I broke you, baby, 'cause I love you the most

64 15 1
                                    


Museum kampus ramai oleh puluhan mahasiswa dari dua kelas. Aku dan Vincent datang membawa buntelan kami masing-masing, yang sempat teronggok rapi di jok belakang mobilku. Saat kami datang, aku tahu orang-orang sudah tak sabar untuk melihat mahakarya Vincent lagi.

Heh. Aku sudah tahu. Dan itu memang sebuah mahakarya.

Bedanya, saat Vincent membuka buntelan kainnya, aku tidak lagi melonjak kaget. Aku hanya menyeringai, antara jengkel dan memang mengakui kehebatannya.

"Sial. Kau yakin itu bukan potongan tangan seorang albino?" celetuk Ronald mencemooh.

Aku tertawa. "Andai aku tidak mengawasinya mengikir sabun, aku pasti akan mengira hal yang sama."

Kukira Ronald bakal tertawa juga, tetapi ia hanya memutar bola mata. Ia mengambil buntalan kain dari dalam tasnya, yang sedari tadi ia bawa dengan begitu berhati-hati sepanjang di kampus.

"Apa yang kau buat setelah berguru padanya?" ejeknya lagi.

Segera kulepaskan ikatan kain pada kikiran sabunku. Saat muncul tiruan otak yang lumayan bagus, kawan-kawan sekelas spontan ber-oh ria.

"Kemajuan besar, Hayward!"

"Memang benar," komentar seseorang. "Hanya seniman Italia yang bisa mengubah bocah Harvard tersesat menjadi calon seniman."

Aku tidak marah kali ini. Toh teman-teman tertawa, dan mereka juga memuji hasil karyaku, jadi aku cukup senang dengan itu. Namun aku belum puas. Belum.

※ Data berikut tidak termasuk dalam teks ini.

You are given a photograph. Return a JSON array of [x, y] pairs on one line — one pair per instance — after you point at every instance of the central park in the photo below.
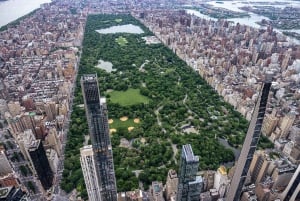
[[156, 103]]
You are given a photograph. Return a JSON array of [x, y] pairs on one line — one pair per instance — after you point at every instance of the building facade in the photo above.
[[89, 171], [5, 167], [292, 191], [189, 185], [41, 164], [96, 112]]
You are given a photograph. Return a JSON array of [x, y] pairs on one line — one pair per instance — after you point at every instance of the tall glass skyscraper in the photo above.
[[96, 113], [89, 171], [189, 185]]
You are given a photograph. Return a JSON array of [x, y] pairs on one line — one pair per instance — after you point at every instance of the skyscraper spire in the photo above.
[[189, 185], [96, 113]]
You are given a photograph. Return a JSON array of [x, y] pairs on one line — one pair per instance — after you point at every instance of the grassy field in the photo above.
[[122, 124], [121, 41], [129, 97]]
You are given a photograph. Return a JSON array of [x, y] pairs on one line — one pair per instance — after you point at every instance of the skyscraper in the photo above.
[[96, 113], [189, 185], [89, 171], [292, 191], [5, 167], [41, 164], [250, 143]]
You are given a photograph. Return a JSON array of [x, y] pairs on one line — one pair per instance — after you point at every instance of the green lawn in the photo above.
[[122, 124], [121, 41], [129, 97]]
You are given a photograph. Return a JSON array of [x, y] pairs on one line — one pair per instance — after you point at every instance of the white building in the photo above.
[[221, 181], [5, 167], [89, 173]]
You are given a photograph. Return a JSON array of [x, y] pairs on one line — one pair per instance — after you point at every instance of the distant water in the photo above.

Sampai aku mendapatkan apa yang kuinginkan untuk menyenangkan hati Ayah dan masuk ke Harvard secepat mungkin, aku takkan puas.

Ronald akhirnya mengurai ikatan kainnya.

Sedikit di luar dugaan, ia hanya membuat patung tangan dengan jari tengah yang sangat panjang.

Aku spontan mendengus geli. Namun Ronald tidak bereaksi serupa. Ia mengacuhkanku dan ini membuatku spontan menegang.

Hei, apa salahku? Apa karena aku tidak membelikannya cokelat panas hari ini?

Gara-gara itu kuputuskan untuk mengajaknya makan di kantin selepas kuliah Senin berakhir, tetapi Ronald menolak. Dia menghilang dengan cepat. Ini mengingatkan dengan caraku menghindarinya minggu lalu, dan perasaanku jadi tidak nyaman.

Aku membelikannya cokelat panas lagi keesokan hari, tetapi Ronald langsung tidur setibanya di kelas. Aku tidak tahu apakah ia menghabiskan minuman itu atau membuangnya karena ia membawanya keluar kelas setelah kuliah usai.

Aku juga tidak berani tanya. Ekspresi Ronald muram akhir-akhir itu, jadi kuputuskan untuk diam saja. Selama ia tidak menyentakku, maka aku takkan mengatakan apapun. Walau sejujurnya ini membuatku kembali ketakutan. Aku tidak mau jadi musuh Ronald, tetapi menghadapi orang yang keras seperti itu secara langsung membuat lututku lemas.

Otomatis aku pun hanya mengobrol dengan Vincent setiap hari.



"Kenapa kau terlihat payah?" Vincent menyodorkan sebotol cola kepadaku.

Hari ini, di Kamis yang mendung dan basah, kami terlihat berkebalikan. Aku seperti orang yang begadang mengerjakan esai penelitian selama tiga hari sementara ia sangat segar. Kendati lingkar hitam tak pernah beranjak dari matanya, dan kupikir itu memang permanen.

Aku menghela punggung dari dinding studio lukis yang kusandari sejak tadi, mengerjapkan mata, lantas menerima pemberiannya.

"Aku tak bisa tidur." Aku mendesah usai meneguk cola tersebut. Ini satu-satunya yang bisa kuminum, dan Vincent sudah tahu itu. Ia tak pernah memberiku anggur lagi.